♫ Note
ANN-Benchmarks
- URL: https://ann-benchmarks.com/index.html
- Code: https://github.com/erikbern/ann-benchmarks
- Type: living benchmark / leaderboard (results change as algorithms and hardware evolve)
What it is
The de-facto standard benchmark for approximate nearest-neighbor search. Runs many ANN implementations through a reproducible (Docker-based) harness and plots the recall vs. queries-per-second Pareto frontier per dataset, plus index build time and index size.
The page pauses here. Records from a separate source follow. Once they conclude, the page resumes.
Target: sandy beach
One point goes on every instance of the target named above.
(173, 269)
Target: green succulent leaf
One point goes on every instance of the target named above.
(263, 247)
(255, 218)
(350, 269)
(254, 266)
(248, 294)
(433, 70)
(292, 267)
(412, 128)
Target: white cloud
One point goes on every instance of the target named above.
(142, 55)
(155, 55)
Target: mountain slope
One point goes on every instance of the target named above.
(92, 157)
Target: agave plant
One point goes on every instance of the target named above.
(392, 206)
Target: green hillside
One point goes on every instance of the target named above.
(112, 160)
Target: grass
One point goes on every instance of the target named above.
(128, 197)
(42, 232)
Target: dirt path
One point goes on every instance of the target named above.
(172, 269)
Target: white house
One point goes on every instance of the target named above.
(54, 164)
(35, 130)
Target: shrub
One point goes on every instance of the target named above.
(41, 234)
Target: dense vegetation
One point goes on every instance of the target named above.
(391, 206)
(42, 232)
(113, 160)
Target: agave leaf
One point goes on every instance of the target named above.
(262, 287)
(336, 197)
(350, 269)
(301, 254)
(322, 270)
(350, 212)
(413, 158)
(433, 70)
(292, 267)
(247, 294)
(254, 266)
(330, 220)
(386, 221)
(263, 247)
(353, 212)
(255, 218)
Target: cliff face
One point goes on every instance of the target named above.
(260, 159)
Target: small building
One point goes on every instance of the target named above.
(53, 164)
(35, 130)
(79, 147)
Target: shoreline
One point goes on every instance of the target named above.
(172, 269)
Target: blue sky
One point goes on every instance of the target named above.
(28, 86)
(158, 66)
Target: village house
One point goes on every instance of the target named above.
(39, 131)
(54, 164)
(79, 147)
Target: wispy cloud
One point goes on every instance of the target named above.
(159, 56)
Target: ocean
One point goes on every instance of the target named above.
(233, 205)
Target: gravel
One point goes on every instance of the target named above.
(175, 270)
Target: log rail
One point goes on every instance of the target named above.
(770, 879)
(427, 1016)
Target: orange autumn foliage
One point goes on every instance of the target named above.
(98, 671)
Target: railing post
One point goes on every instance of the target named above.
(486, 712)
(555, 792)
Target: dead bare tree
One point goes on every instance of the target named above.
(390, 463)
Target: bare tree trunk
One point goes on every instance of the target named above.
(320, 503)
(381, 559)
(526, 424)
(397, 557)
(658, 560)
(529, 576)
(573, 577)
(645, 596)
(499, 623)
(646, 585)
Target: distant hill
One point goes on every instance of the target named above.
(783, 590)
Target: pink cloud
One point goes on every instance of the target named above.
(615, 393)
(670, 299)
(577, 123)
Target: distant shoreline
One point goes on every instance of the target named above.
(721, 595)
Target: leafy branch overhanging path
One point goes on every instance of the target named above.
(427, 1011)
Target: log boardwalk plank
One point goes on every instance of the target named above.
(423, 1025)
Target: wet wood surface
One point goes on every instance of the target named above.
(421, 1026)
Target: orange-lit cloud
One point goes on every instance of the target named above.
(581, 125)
This is the reference frontier to compare our engine's recall/QPS against.
Algorithms it compares (~37)
faiss-ivf, scann, hnswlib, hnsw (several variants), glass, NGT (qg/panng/onng), vamana(diskann), pynndescent, annoy, n2, flann, pgvector, qdrant, milvus(knowhere), weaviate, vald(NGT-anng), vearch, and baselines bruteforce-blas / bf.
Useful angle: bruteforce-blas is the exact baseline (BLAS GEMM) — directly relevant to our batched/GEMM-style direction. The graph indexes (hnsw/glass/NGT) and IVF (faiss-ivf) sit at the high-recall/high-QPS frontier we'd eventually be measured against.
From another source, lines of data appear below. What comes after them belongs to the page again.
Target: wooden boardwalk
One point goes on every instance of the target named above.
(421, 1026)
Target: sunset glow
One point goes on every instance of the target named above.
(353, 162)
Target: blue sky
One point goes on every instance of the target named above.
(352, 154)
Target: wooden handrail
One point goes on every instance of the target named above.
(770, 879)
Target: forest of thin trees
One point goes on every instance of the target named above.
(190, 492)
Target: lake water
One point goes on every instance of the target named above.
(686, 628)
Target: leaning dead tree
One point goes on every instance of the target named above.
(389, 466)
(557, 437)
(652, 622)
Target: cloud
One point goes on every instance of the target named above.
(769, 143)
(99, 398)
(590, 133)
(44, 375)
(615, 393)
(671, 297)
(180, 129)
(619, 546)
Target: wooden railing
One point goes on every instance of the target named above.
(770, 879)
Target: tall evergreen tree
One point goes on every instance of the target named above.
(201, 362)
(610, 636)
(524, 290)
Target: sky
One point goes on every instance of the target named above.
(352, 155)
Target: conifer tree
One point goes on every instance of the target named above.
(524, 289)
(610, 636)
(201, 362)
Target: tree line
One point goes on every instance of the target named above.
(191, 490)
Datasets (name — dim — metric — k)
| Dataset | Dim | Metric | k |
|---|---|---|---|
| sift-128-euclidean | 128 | L2 | 10 |
| gist-960-euclidean | 960 | L2 | 10 |
| fashion-mnist-784-euclidean | 784 | L2 | 10 |
| glove-100-angular | 100 | angular/cosine | 10 |
| glove-25-angular | 25 | angular/cosine | 10 |
| nytimes-256-angular | 256 | angular/cosine | 10 |
| sift-256-hamming | 256 | Hamming | 10 |
| word2bits-800-hamming | 800 | Hamming | 10 |
| kosarak-jaccard | — | Jaccard | 10 |
We use sift-128-euclidean (as .fvecs). Note the variety of metrics — angular/Hamming/Jaccard would need different distance kernels than our L2.
Methodology notes
- Metric is recall@k vs QPS (Pareto frontier), with secondary plots for build time and index size.
- Reproducible runs via Docker; each algorithm contributes a wrapper.
- Tuning matters: each algorithm is swept over its parameters and only the frontier is shown.
Related
- big-ann-benchmarks (big-ann-benchmarks.com) — billion-scale variant.
- MTEB — ranks embedding models; BEIR — text retrieval quality. Different layer (embedding quality, not index speed).